Specify the custom performance counters you would like to collect in ApplicationInsights.config. For example, let’s suppose you’ve defined a category of counters called Sales, in which there are counters for the number of items sold, number of sales per second, average order price, and so on. Categories can have named or numbered instances, and your app creates instances for different sales departments. You’d like to have the ability to display some of those counters in Application Insights. You also want to be able to display a standard Windows perf counter that we don’t collect by default:

config

  • The format is CategoryName(InstanceName)CounterName. For counters that do not have instances, it is just CategoryNameCounterName.
  • These counters will be collected and reported as custom metrics. By default, the metric will be named “CategoryName – CounterName”. For instance, the 3rd counter above will be reported as the custom metric called “Objects – Processes”
  • If you provide a ReportAs name, we will use that as the name of the metric instead of the concatenated string “CategoryName – CounterName”.
  • You should provide a ReportAs name if the counter name contains characters that would be invalid in a metric name. Currently, metric names may only contain letters, round brackets, forward slashes, hyphens, underscores, spaces and dots.
  • If an instance is specified, that will be collected as a custom attribute (CounterInstanceName) of the reported metric.

You could also do this in code. This snippet would need to be run at application start-up.

code

note

Explore: View Custom Performance Counters with other metrics

As mentioned above, the custom performance counters are reported as custom metrics. You can click on a chart to configure it, and scroll down to find the custom counters available:

me-main

You can segment the metric on “CounterInstanceName”:

segmentation

Alert on Custom Performance Counters

As with any metric you may be reporting by calling TrackMetric – you can alert on those collected from custom performance counters.

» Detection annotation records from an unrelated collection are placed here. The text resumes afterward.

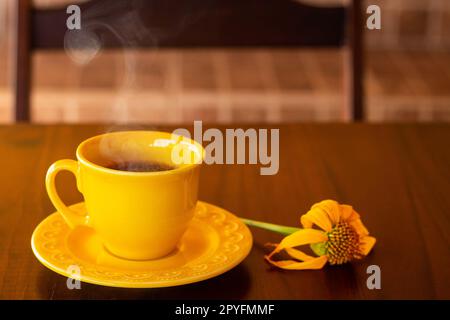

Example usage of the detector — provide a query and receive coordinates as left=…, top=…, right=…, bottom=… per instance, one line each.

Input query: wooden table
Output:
left=0, top=124, right=450, bottom=299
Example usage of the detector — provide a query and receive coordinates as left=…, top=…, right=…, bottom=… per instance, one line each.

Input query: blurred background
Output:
left=0, top=0, right=450, bottom=124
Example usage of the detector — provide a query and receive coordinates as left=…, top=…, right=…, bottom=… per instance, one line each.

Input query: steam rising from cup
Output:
left=64, top=28, right=102, bottom=66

Just click on “Alert rules” and then “Add alert”:

alert

Diagnostics

The standard/custom performance counters are aggregated at source and reported every minute. They should typically be available on the portal in under 15 minutes. If you do not see a configured counter reported over a long time, there could be a problem with its configuration. We add trace messages to your application to help you detect/fix the problem. These trace messages will be prefixed with “AI:” as shown in the 2 examples below. These will be available along with any of your own traces in the Diagnostic Search Explorer results.

Issue: Configured counter wasn’t found. Please check configuration:

m1

Issue: Multiple counters were given the same alias. Please provide distinct “ReportAs” aliases

m2

Custom vs Default Performance Counters

The following counters are collected by default. These are grouped under the “Performance Counter” category. This article is about all other performance counters – which if configured, will be reported as custom metrics, and will be grouped in the “Custom” category in the Metrics Explorer.

% Process CPU      

The percentage of elapsed time of all process threads used by the processor to execute instructions for the application’s process.

Available Memory

Physical memory immediately available for a process or for system use.

ASP.NET request rate

Rate of all requests to the application per second from ASP.NET.

Exception rate

Exceptions thrown per second.

Process private bytes

Memory exclusively assigned to the monitored application’s processes.

Process IO rate

Total bytes per second read and written to files, network and devices.

ASP.NET Request execution time

Execution time of the most recent request.

ASP.NET Requests in application queue

Length of the application request queue.

% Processor time

The percentage of time that the processor spends in non-Idle threads.

Summary

As this article illustrates, with some quick configuration you can easily leverage existing custom windows performance counters. You will be able to use the features of Metric Explorer to relate trends in custom performance counters with other server side, client side and custom telemetry. You can also set up alert rules for when the counter trips a threshold over a period of time. These enable a compelling monitoring and diagnostics experience.

Looking forward to your feedback to help us improve and be effective in keeping your applications available, performing and successful with your users!